Why would they ever disable comments on this piece? I thought that was a mystery. Very un-bloggy and certainly un-Times, if you ask me.
In other news, I, too, did something kind of embarrassing this week. Peaches expressed a desire for cupcakes, and I thought, as a surprise for the sweetie, I shall bake him cupcakes! I picked the day, set aside the time, and tromped off to the store that afternoon for wrappers and butter. The thing is, in the baking aisle, right next to the cupcake wrappers, are boxes of mix. Cake mix.
And suddenly, being queasy and tired and not wanting to really bake, that cake mix looked really good. A great alternative to using tons of butter, too. So I did it. I made 24 cupcakes out of mix. And I made my own frosting, which was damn good. As a whole, fake cake, real frosting, the product is mixed.

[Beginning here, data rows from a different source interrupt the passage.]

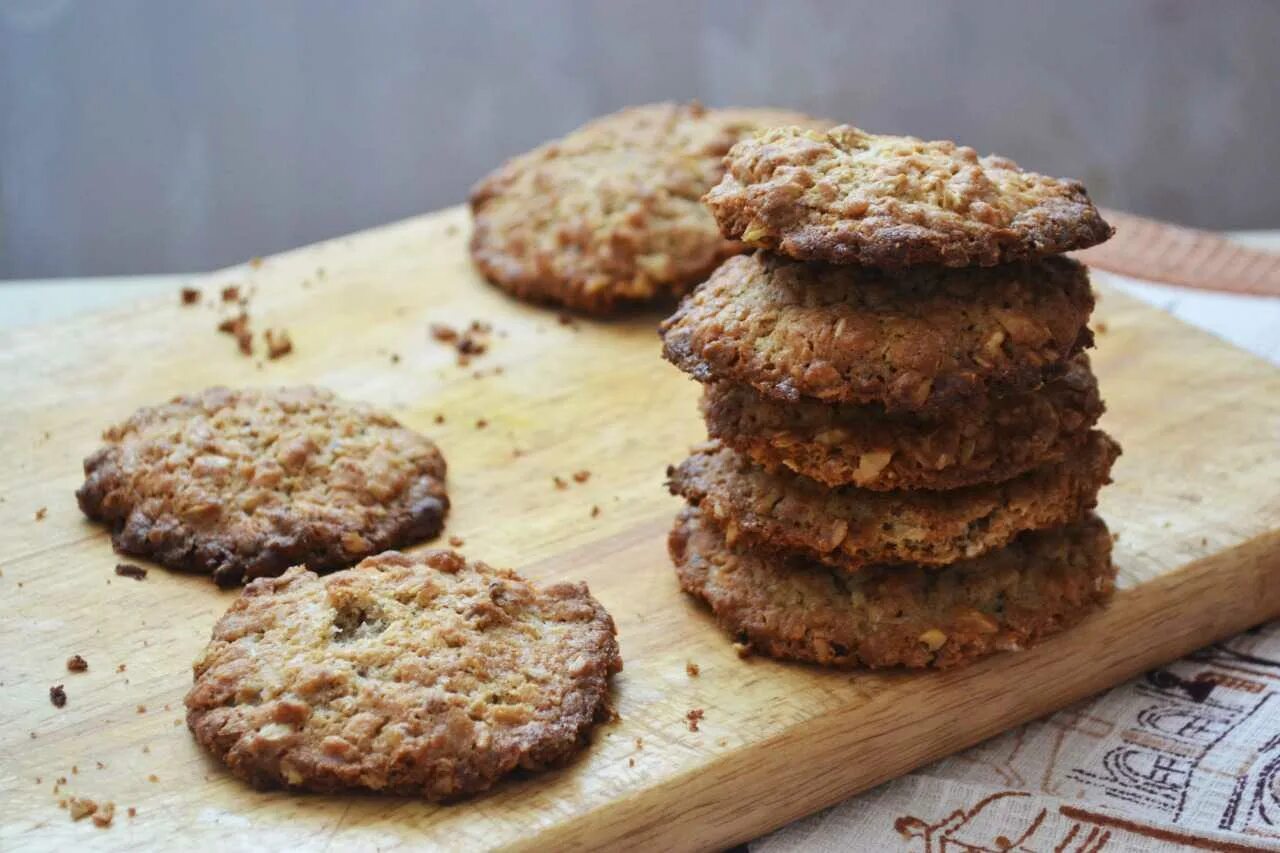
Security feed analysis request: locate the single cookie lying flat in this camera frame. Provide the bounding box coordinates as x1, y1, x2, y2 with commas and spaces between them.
187, 551, 622, 799
662, 252, 1093, 414
668, 432, 1120, 571
705, 124, 1114, 269
471, 104, 808, 314
76, 387, 449, 585
701, 353, 1103, 491
668, 508, 1115, 669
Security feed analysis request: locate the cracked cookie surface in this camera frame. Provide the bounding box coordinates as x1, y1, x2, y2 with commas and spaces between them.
76, 386, 449, 585
668, 432, 1120, 571
471, 104, 809, 314
701, 352, 1103, 491
705, 124, 1114, 269
668, 507, 1115, 669
662, 252, 1093, 414
186, 551, 622, 800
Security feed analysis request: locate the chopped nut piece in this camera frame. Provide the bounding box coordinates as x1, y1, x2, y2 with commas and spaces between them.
685, 708, 707, 731
262, 329, 293, 353
115, 562, 147, 581
919, 628, 947, 652
67, 797, 97, 821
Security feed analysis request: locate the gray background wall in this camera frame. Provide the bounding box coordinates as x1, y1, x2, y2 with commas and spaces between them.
0, 0, 1280, 278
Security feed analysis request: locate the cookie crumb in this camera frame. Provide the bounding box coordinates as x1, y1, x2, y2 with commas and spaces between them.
93, 802, 115, 829
685, 708, 705, 731
115, 562, 147, 581
67, 797, 97, 821
262, 322, 293, 361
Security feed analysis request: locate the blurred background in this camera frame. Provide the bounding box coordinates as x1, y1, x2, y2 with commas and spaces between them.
0, 0, 1280, 278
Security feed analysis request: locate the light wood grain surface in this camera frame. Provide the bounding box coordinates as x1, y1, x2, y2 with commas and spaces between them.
0, 209, 1280, 849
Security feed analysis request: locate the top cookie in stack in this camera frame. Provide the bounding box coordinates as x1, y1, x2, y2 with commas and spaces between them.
662, 126, 1119, 666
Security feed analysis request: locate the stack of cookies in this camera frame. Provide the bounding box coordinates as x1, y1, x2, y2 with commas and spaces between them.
662, 127, 1120, 667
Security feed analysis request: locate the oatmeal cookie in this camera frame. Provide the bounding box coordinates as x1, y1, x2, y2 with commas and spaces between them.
701, 352, 1103, 491
187, 551, 622, 800
662, 252, 1093, 414
471, 104, 809, 314
668, 432, 1120, 571
668, 507, 1115, 669
705, 124, 1114, 269
76, 387, 449, 585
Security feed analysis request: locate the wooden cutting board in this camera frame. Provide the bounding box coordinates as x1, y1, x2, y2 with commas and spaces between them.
0, 209, 1280, 849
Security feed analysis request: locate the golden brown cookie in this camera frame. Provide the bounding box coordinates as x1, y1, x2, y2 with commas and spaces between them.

The texture is so spongy and strange. It's definitely inferior to real cake. But it did the job in a pinch. And the thing is, I haven't really mastered cupcakes on my own. My 1-2-3-4 Yellow Cake standby always burns a little on the edges in cupcake form. I thought I could try it with a Texas sheet cake recipe, but it seemed dicey.
I hope Emily Gould's next piece is like a really good cupcake--tasty at the beginning, but doesn't leave you feeling guilty and oversugared at the end. As it is, my fake cupcakes were better than her real article.